Baked Herb-Crusted Chicken Thighs with Creamy Spinach
Juicy baked chicken thighs with a savory herb crust paired with sautéed spinach in a rich cream sauce, perfect for a keto dinner. This mediterranean-inspired keto (keto, low carb) ready in about 50 minutes pairs skin on bone-in chicken thighs, finely chopped fresh rosemary, finely chopped fresh thyme for a weeknight-friendly dinner that comes together with one pan and minimal cleanup. Each serving lands at about 550 calories and feeds 3, so it slots cleanly into a weekly meal plan and pairs well with a quick salad or grain on the side. Tap "Plan a meal with the AI" below to drop this recipe into your week and send the ingredients straight to Instacart. Nutrition values are approximate, calculated from USDA FoodData Central (fdc.nal.usda.gov) — verify against ingredient labels for any health-driven dietary plan.
Ingredients
- 6 pieces, skin on bone-in chicken thighs
- 1 tbsp, finely chopped fresh rosemary
- 1 tbsp, finely chopped fresh thyme
- 1 tsp garlic powder
- 1 tsp sea salt
- 1/2 tsp black pepper
- 2 tbsp olive oil
- 10 oz, washed fresh spinach
- 1/2 cup heavy cream
- 1/4 cup, grated parmesan cheese
- 1 tbsp unsalted butter
- 2 minced garlic cloves
Instructions
- Step 1: Preheat oven to 400°F (200°C). In a small bowl, mix 1 tbsp finely chopped fresh rosemary, 1 tbsp finely chopped fresh thyme, 1 tsp garlic powder, 1 tsp sea salt, and 1/2 tsp black pepper.

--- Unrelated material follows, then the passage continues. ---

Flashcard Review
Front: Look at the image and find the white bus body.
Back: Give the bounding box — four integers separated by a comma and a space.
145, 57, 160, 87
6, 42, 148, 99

- Step 2: Rub 2 tbsp olive oil over 6 bone-in chicken thighs with skin on, then coat evenly with the herb mixture.
- Step 3: Place chicken thighs skin-side up on a baking sheet and bake for 35-40 minutes until skin is golden and internal temperature reaches 165°F.
- Step 4: While chicken bakes, heat 1 tbsp unsalted butter in a large skillet over medium heat. Add 2 minced garlic cloves and sauté for 1 minute until fragrant.
- Step 5: Add 10 oz fresh spinach and cook, stirring, until wilted, about 3 minutes.
- Step 6: Pour in 1/2 cup heavy cream and 1/4 cup grated parmesan cheese, stirring until sauce thickens and coats the spinach, about 3-4 minutes.
- Step 7: Season spinach cream sauce with salt and pepper to taste and serve alongside baked chicken thighs.
Equipment for this recipe
Top-rated tools to make this recipe successfully.
Frequently asked questions
How long does Baked Herb-Crusted Chicken Thighs with Creamy Spinach take to make?
Total time is about 50 minutes (10 min prep + 40 min cook). Most home cooks find this fits comfortably into a weeknight; double the batch on Sunday for two dinners.
How do I store leftover Baked Herb-Crusted Chicken Thighs with Creamy Spinach?
Cool to room temperature within 2 hours, then store in an airtight container in the fridge for up to 4 days. Reheat covered in a 350°F oven for 10-12 minutes, or microwave at 70% power in 60-second bursts to keep finely chopped fresh rosemary from drying out.
Can I substitute ingredients in Baked Herb-Crusted Chicken Thighs with Creamy Spinach?
Yes — most ingredients in this recipe have flexible swaps. For oil, use any neutral high-smoke-point oil (avocado, grapeseed, refined coconut). For aromatics, dried herbs at ⅓ the volume of fresh work in a pinch. The full ingredient list is shoppable on Instacart so you can see substitutes in real time.
How do I scale Baked Herb-Crusted Chicken Thighs with Creamy Spinach for a different number of people?
The recipe is written for 3 servings. Multiply each ingredient by (your serving target / 3). Cook time stays roughly the same up to 2x; for 3-4x batches, switch from a skillet to a sheet pan or stockpot so the food isn't crowded — overcrowding steams instead of browns.
Is Baked Herb-Crusted Chicken Thighs with Creamy Spinach keto?
Yes — this recipe is tagged keto, low carb, gluten free based on its ingredient list. Always cross-check labels for packaged ingredients (sauces, broths, condiments) since formulations vary by brand.